J’ai l’ambition de rester constamment dans une dynamique de progrès, de découverte, de remise en question, comme tous les passionnés lucides. C’est pénible mais il le faut pour être plus heureux dans des meilleurs choix qui coûtent moins de temps et d’énergie. J’ai révisé des approches, je peux encore les faire évoluer, mais je ne veux pas réviser mon matériel sans l’exploiter complètement, je ne pense pas que ce soit pertinent. Les acousticiens sérieux disent que le lieu d’écoute compte beaucoup plus qu’on veut bien le croire, à tel point que changer les enceintes de monitoring ne sera jamais vraiment la solution la plus satisfaisante, mais juste une fuite perpétuelle du même problème de résonances pourries de son lieu d’écoute. Si on oublie qu’on a un environnement d’écoute qui sert de véhicule au son qui sort de nos enceintes, on ne pense évidemment qu’à acheter du matériel « plus performant ». J’ai assez révisé mon matériel, il est temps de penser à mon environnement d’écoute, que j’ai délaissé pendant… toujours. Bien sûr, on ne peut pas égaler des conditions d’écoute parfaites (ou presque) de lieux qui ont bénéficié de gros traitements acoustiques, mais on peut essayer de compenser un peu les caractères de nos pièces d’écoute hors-de-contrôle. Ce n’est pas parce qu’on ne peut pas avoir la perfection qu’il ne faut pas la viser pour faire de son mieux, vraiment de son mieux.

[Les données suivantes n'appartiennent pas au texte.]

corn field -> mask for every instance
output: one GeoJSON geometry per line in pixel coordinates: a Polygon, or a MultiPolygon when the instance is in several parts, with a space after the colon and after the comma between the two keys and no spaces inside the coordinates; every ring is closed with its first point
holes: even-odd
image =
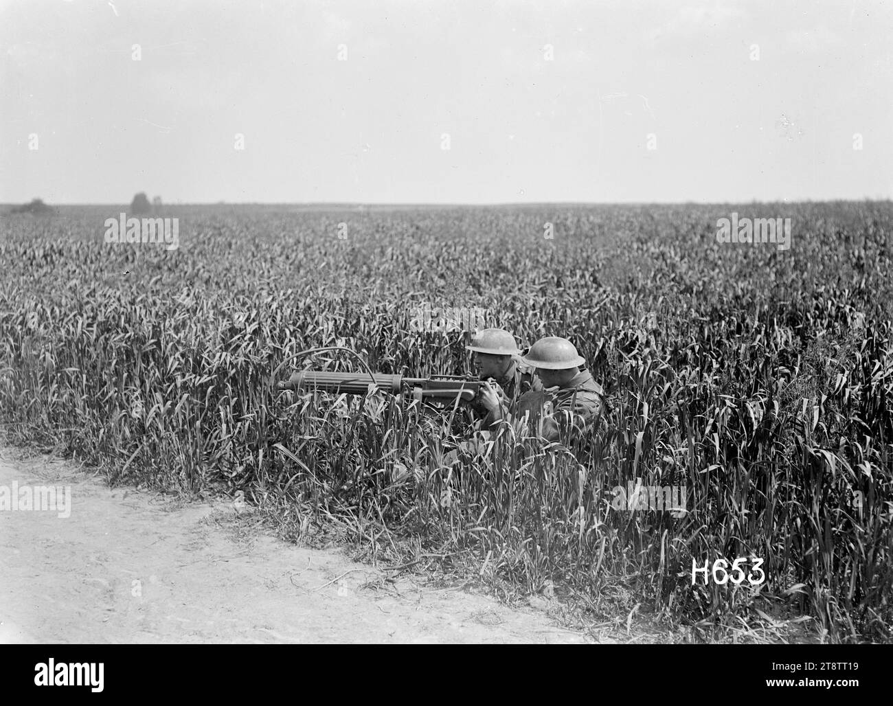
{"type": "Polygon", "coordinates": [[[497,594],[641,606],[704,639],[796,615],[834,641],[893,639],[889,202],[174,206],[175,251],[104,242],[119,210],[0,219],[11,443],[112,484],[242,490],[286,536],[497,594]],[[790,249],[718,243],[732,210],[791,218],[790,249]],[[458,415],[277,392],[295,369],[360,370],[296,357],[321,346],[469,373],[466,332],[412,330],[425,301],[482,307],[522,345],[572,340],[607,395],[595,436],[556,450],[505,428],[451,462],[458,415]],[[686,511],[612,507],[637,479],[685,486],[686,511]],[[766,580],[692,585],[693,562],[735,557],[766,580]]]}

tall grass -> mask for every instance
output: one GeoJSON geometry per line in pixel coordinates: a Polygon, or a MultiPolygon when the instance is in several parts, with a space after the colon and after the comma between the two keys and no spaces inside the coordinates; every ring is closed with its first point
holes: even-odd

Amour, chance, argent : Sonarworks est la solution

Il y a eu le Black Friday, je me suis lancé : Sonarworks vendait son kit micro + logiciel Reference 4 à un petit prix. J’aurais très bien pu prendre l’équivalent chez IK Multimedia, le concurrent direct, qui a son propre kit micro + Arc 2. Sonarworks est le leader en la matière depuis plus longtemps. Néanmoins, IK Multimedia semble devenir un challenger de plus en plus sérieux. Si je fais mon fifou, peut-être que je me le procurerai. Pourquoi un micro avec le logiciel ? Le micro livré est optimisé pour que le logiciel puisse savoir précisément les courbes de fréquences à corriger, car c’est ça le principe : une correction est un EQ. Mais pas un EQ « comme on aime bien subjectivement ». Le but est de se rapprocher autant que possible d’une écoute neutre. Et vous savez quoi ? Tous les studios traditionnels ont ce type de corrections. Les enceintes qu’on y voit sont merveilleuses, toutes les machines sont des bijoux, les pièces sont traitées acoustiquement, mais il y a toujours besoin d’une petite correction en plus. Mais ces studios n’utilisent pas ces logiciels « tous publics », on aurait pu s’en douter.

« Moins de devinettes, plus de confiance, moins de temps pour les ultimes finalisations, le même son partout où vous êtes, focalisation sur la musique et pas votre matériel »


On peut lire ici ou là qu’à ces prix « réduits », ces logiciels ne font rien de miraculeux. Ce n’est pas parce qu’on ne peut pas avoir la perfection qu’il ne faut pas la viser pour faire de son mieux, vraiment de son mieux. Je sais, je me répète, mais sur internet il y a beaucoup trop de propos négatifs tenus par des « sachants toxiques ». Alors j’essaye de contrebalancer tous ces pessimismes, frôlant la malveillance, qui peuvent parfois aller jusqu’au mensonge avec des caricatures fatalistes. « Ah, on va tous mourir un jour, à quoi cela sert-il de chercher à faire quoi que ce soit grmmmblblblbl ».

« Sonarworks : le son en noir et blanc » euh « sans couleur » euh « enfin de la musique délavée ».
J’aurais mal compris ?

En tout cas, niveau marketing, Sonarworks fait très fort avec un packaging très « feel good » qui semble nous dire « c’est bon, on est là, tout va bien se passer maintenant ». Quand j’aurai fait des tests concluants, je posterai un nouvel article pour vous en parler.

Des autocollants ! Cool ! Ouais, le micro de mesure aussi…
Mais les autocollants, tout de même !

PS : Rudi, reviens, tu me manques bro.